Dois temas pesaram sobre o mercado: a escalada das tensões no Oriente Médio e o novo “tarifaço” anunciado pelo governo de Donald Trump contra o Brasil.
Na noite de quarta-feira (15), os Estados Unidos anunciaram novas tarifas de 25% sobre produtos brasileiros. As taxas se aplicam a milhares de produtos, incluindo açúcar, maquinário agrícola, vestuário, maquinário elétrico, papel e aço, e devem entrar em vigor na quarta-feira (22).
Segundo cálculos do Goldman Sachs, a tarifa efetiva média aplicada ao Brasil será de 16,8%, considerando os itens isentos.
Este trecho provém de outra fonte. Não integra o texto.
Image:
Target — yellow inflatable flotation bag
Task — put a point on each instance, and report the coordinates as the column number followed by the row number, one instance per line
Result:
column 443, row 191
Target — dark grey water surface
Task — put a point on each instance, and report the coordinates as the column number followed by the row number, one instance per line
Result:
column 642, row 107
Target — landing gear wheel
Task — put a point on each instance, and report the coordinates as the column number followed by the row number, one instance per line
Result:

O presidente Luiz Inácio Lula da Silva disse que só falará da tarifa depois de uma manifestação do presidente norte-americano, Donald Trump, sobre o assunto. Lula também declarou que ninguém vencerá o Brasil com mentiras.
No campo dos indicadores, o índice de atividade econômica do Banco Central, o IBC-Br, registrou alta de 0,1% em maio na comparação mensal.
O resultado veio melhor do que o esperado pelo mercado. As projeções medidas pelo Broadcast apontavam para recuo de 0,2%.
Na comparação anual, a prévia do Produto Interno Bruto (PIB) teve alta de 0,8%. No acumulado em 12 meses, o indicador passou a mostrar ganho de 1,4%.
Apesar da surpresa positiva, economistas avaliam que o dado não muda o diagnóstico de desaceleração gradual da economia brasileira. Outros indicadores divulgados nas últimas semanas já vinham apontando para perda de ritmo da atividade no segundo trimestre.
O cenário externo também pesou. Os ataques entre Estados Unidos e Irã continuaram ao longo da semana. Na sexta-feira (17), os países intensificaram as ofensivas: os EUA atingiram pontes e um aeroporto no Irã, enquanto o país persa lançou uma ofensiva contra uma usina de energia e dessalinização no Kuwait.
O Irã também lançou ataques contra instalações norte-americanas no Oriente Médio e realizou o primeiro ataque direto à Síria, após a sexta noite consecutiva de ataques dos EUA.
Em meio às incertezas sobre a retomada das negociações de paz, o petróleo disparou. O contrato mais líquido do Brent, referência internacional, para agosto avançou 15,9% na semana e encerrou a última sessão a US$ 88,10 o barril na Intercontinental Exchange (ICE), em Londres.
O avanço do petróleo ajudou algumas ações ligadas ao setor de energia a se destacarem no Ibovespa, mas o clima geral seguiu de cautela na bolsa brasileira.